“What do you think?” Inaya plopped down beside me, handing me a sheet of paper. I took it and looked it over. The handwriting was distinctly hers, all hard lines and none of the amokeshá I’d spent years learning. It was offensively plain, and I scowled.
“Don’t look like that,” said Inaya, recognizing my face.
“I can’t help it! Your handwriting is vulgar,” I told her. She hit me with a pillow.
“You didn’t even point the stress,” I taunted. “How many times do I have to tell you? Either learn the amokeshá or point the strEEP!” I trailed off as she grabbed me by the waist and started tickling me.
“Admit my handwriting’s pretty!”
“You — ahh! — couldn’t make me if you put me on the rack!” I shot back, trying to wrestle free. She pinned me on my back.
“That can be arranged, you little elitist!” she growled, panting from the exertion.
“S’a matter of honor!” I protested, my face buried in the pillows.
Inaya smacked my bottom and I yelped. “Scribes!” she exclaimed with exasperation, as she let me up. I stuck out my tongue.
“Shoulda thought of that before you went and married one!”
“Mrrr.” Inaya pulled me into her arms, resting her head on my shoulders from behind and nuzzling my neck.
“Aww, giving up already?” I teased.
“I’m tired!” said Inaya. “I spent half the day walking the Amarashis around the palace. Iloma didn’t shut up once!”
“You poor thing,” I said, kissing her on the cheek.
“Are you even gonna read it?” said Inaya, slipping her hands under my robes.
“The poem! Or are you gonna spend all night heckling my writing?”
“All right, all right.” I picked up the sheet from where it had fallen and forced myself to parse the rough glyphs Inaya had scratched down. “Flowers aren’t usually your thing,” I said, glancing through the first few lines. “You’re usually so much more vulgar.”
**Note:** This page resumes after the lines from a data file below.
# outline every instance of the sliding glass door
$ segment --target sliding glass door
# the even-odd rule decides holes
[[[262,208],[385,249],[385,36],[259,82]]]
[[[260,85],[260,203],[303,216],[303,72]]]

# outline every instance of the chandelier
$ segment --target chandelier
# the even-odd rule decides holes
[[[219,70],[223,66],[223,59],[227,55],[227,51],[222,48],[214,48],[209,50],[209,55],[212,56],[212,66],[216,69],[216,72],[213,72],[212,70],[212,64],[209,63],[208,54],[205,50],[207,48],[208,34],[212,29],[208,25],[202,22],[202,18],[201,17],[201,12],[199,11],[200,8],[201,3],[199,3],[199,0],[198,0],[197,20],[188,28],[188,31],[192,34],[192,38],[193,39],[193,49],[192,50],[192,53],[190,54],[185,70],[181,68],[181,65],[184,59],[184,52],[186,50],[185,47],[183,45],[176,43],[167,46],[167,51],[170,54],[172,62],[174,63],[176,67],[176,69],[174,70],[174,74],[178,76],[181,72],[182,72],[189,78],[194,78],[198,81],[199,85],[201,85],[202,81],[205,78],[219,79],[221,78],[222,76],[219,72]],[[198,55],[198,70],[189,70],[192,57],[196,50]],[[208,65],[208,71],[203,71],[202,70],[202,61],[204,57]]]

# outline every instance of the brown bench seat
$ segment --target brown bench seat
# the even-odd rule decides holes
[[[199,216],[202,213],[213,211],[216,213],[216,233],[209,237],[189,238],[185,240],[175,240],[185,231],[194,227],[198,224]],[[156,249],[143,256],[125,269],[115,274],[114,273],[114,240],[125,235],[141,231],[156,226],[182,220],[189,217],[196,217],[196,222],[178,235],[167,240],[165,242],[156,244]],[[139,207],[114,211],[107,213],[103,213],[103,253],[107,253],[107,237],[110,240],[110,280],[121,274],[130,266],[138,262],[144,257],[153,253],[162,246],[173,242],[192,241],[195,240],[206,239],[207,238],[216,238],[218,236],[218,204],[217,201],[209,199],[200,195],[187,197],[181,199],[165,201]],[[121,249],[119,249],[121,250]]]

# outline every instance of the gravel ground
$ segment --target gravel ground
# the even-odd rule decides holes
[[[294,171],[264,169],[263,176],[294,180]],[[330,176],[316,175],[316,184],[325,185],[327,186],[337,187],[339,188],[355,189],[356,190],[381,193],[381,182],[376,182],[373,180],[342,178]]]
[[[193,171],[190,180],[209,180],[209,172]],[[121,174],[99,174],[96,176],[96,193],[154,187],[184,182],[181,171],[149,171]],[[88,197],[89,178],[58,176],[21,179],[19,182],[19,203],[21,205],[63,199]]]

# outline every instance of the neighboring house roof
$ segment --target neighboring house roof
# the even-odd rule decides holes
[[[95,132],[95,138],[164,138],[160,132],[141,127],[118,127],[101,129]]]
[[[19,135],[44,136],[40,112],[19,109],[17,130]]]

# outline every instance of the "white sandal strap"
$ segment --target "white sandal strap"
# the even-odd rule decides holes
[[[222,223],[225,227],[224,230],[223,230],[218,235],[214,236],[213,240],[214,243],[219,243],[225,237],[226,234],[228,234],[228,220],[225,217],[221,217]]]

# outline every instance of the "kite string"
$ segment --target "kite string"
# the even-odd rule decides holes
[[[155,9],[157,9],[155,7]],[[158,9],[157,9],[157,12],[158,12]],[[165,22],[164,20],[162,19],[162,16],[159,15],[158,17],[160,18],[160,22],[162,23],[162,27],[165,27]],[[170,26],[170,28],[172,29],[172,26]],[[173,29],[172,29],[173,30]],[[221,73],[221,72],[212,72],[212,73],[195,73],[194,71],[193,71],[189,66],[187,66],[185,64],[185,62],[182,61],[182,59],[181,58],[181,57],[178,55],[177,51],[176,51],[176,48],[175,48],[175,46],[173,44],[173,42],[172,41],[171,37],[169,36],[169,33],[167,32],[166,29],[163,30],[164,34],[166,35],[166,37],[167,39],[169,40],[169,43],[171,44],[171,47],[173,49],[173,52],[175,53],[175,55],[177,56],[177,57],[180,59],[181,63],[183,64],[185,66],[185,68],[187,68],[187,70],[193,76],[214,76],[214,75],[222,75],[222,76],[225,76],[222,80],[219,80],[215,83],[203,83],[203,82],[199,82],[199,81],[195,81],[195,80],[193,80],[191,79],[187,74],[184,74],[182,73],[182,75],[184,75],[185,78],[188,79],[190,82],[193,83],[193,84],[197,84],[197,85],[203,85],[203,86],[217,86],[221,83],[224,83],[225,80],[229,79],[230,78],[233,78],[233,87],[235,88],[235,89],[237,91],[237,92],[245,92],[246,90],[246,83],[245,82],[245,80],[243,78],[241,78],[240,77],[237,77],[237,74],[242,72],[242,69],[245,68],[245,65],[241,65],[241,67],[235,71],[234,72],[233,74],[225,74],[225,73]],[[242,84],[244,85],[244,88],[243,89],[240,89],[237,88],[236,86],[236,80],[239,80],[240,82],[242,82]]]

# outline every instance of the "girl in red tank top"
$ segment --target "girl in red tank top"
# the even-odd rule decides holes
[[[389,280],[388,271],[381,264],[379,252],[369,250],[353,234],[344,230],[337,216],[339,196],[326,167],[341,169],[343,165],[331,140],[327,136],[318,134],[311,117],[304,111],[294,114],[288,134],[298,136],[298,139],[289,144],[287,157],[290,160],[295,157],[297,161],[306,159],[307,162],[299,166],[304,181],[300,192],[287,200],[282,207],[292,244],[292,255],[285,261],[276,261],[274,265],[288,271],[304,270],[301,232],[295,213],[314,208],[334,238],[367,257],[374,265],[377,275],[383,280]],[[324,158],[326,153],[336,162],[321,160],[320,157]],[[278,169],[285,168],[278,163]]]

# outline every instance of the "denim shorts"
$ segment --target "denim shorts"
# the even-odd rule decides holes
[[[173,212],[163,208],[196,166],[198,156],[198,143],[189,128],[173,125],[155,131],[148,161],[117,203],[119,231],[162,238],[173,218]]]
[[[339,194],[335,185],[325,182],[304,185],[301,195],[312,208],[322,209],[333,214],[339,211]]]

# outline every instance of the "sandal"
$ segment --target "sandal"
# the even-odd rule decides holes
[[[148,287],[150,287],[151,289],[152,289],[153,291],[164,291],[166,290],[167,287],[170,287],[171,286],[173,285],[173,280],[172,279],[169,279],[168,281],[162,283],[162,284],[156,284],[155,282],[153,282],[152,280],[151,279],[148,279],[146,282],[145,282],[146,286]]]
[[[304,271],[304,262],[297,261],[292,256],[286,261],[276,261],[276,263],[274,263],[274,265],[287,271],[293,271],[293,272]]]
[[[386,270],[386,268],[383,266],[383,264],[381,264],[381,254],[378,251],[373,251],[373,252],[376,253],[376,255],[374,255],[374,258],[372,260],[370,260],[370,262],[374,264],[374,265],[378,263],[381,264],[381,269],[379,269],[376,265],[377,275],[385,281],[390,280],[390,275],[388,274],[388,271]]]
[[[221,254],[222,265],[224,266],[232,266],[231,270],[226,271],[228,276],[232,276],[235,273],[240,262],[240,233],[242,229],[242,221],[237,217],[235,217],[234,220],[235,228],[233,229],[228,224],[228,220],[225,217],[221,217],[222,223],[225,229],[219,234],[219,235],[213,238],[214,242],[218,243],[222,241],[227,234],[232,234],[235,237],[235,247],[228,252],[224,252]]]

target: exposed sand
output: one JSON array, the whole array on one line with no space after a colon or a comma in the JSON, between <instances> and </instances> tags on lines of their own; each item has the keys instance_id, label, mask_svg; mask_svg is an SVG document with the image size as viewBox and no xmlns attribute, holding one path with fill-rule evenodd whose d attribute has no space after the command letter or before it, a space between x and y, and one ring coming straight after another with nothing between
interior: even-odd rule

Inaya giggled. “Do you think Lord Sokakame enjoyed the one I wrote him last month?”
“I think we’re lucky you didn’t cause a civil war.”
“Flatterer! Anyway, he deserved it after the thing with all the snakes.”
“Okay, yes, he did, but still.”
I used to take dictation for nobles with poetry a lot. Most scribes did. We’d get together at the pub sometimes in the evenings and read them out loud, trying to one-up each other with how awful they were. Inaya’s poetry, thank Meraya, was nothing like that. Her handwriting might be abominable but at least she knew how to put words together to say something meaningful, even if it was just a long-winded “I think you’re hot, let’s fuck.”
“I think it’s adorable,” I said.
“Yay!” She squeezed my breasts, and I blushed.
“Just promise me you’ll let me make a proper copy. I don’t want to inflict your handwriting on the poor girl. Ow!” Inaya had pinched my nipple.
“Fine, but only because it’s from both of us,” groused Inaya.